Willis Street, Lambton Quay
Willis Street, Lambton Quay
I come to the heart of consumption in this town. The city council likes to separate Willis St and Lambton Quay into different ‘quarters’, but I can detect no distinction between the gleaming consumer items of one street and the other. The first image that strikes me as I come onto Willis Street is the postmodern shape of the Majestic Centre looming over the modernist Dominion Building. Perhaps this is a signifier of what is going on in the streets below.
The people here are in a hurry, signs all around clamour glossily for their attention. There is no hint here of amateur signs as in Cuba Street. All of these signs have felt the touch of a graphic designer, each of whom has attempted to encapsulate the spirit of each product within a single icon. Many of these shops could be in Melbourne, Auckland or Sydney and in some cases Los Angeles. The global stretch of capitalism is more obvious here than elsewhere in the city where small local shops dominate.

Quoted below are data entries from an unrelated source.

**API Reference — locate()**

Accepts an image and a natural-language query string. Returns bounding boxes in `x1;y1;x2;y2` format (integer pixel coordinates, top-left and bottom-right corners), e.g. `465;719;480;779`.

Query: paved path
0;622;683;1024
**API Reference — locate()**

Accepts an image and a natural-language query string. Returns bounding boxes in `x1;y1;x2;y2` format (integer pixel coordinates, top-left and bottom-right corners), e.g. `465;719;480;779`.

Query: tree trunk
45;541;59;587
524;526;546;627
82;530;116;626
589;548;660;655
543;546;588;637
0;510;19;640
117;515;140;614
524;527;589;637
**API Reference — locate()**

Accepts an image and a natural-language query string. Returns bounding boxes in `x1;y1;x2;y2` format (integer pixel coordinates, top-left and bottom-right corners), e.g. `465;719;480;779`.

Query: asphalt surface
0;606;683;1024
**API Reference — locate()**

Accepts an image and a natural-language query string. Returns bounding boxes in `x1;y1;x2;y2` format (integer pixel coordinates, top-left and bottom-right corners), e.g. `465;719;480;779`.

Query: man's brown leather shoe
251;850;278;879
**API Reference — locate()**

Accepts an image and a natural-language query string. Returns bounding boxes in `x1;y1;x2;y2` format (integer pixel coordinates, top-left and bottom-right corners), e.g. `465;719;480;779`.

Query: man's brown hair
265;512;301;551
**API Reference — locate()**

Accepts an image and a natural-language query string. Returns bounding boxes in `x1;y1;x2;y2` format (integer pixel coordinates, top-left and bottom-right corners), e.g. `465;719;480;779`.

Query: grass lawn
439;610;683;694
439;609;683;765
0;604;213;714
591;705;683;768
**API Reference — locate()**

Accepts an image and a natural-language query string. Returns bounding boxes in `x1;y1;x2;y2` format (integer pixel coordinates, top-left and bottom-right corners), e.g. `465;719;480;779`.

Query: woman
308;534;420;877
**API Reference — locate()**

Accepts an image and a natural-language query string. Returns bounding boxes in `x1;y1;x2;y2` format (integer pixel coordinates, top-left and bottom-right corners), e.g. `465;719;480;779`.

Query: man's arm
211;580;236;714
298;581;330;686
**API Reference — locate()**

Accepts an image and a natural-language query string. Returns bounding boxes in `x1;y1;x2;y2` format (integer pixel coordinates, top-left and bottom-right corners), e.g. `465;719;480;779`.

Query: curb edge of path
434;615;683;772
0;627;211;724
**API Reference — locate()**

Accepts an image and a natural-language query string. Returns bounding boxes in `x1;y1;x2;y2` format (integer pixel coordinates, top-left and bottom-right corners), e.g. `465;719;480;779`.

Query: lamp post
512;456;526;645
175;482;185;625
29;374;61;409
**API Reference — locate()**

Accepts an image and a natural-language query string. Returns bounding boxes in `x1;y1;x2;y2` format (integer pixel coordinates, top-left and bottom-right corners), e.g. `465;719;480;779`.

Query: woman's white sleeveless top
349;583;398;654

Everywhere one is confronted by what the Situationists saw as the spectacle “where the real world changes into simple images, the simple images become real beings and effective motivations of hypnotic behaviour. The spectacle, as a tendency to make one see the world by means of various specialised mediations (it can longer be grasped directly), naturally finds vision to be the privileged human sense (...) the most abstract, the most mystifiable sense corresponds to the generalised abstraction of present- day society” (1983, fragment 18). Everyday life has become inseparable from commercial products. Enormous pictures of beautiful girls promise happiness if only you buy the clothes, the hair product, the shoes, the car... These pictures advertise beauty and glamour, but the reality on the street below is rather more prosaic.
The alleyways here are a far more civilised kind than those found on Courtney Place, paved with bricks, with optimistic looking chairs inviting passers-by to buy coffee and some time to rest between purchases. The other end appears to take you somewhere quite pleasant, as opposed to the dingy carparks off Courtney Place.
Gazing into the window of a high-fashion shop, I am surprised to find the mannequins lack even the rudiments of a face. What does this mean? That it doesn’t matter what you look like? That the clothes will transform you in any case? Perhaps it is simply that the shop owner did not want any distractions from the close themselves, but it makes them appear somewhat like objects from Benjamin’s dreamworld. “To read those material fragments as a residue of a dream world” (Friedberg. 1993, p. 51).
That this is an area favoured by the City Council is obvious by the carefully manicured trees that dot the streets, and sparkling works of art that gleam in the sunlight like some giant braille message. What really drives it home though is that the manhole covers are decorated here, perhaps in an attempt to transform the most mundane realities of modern life into something fantastic and marvellous. Perhaps there is surrealist tendency in the council after all.
As I stroll down Lambton Quay, my attention is caught by a giant toy top, created as an artwork up an alleyway; a well appointed and polished alley, of course. When I get to the top, I see a tunnel, leading who knows where? Of course, I must follow it.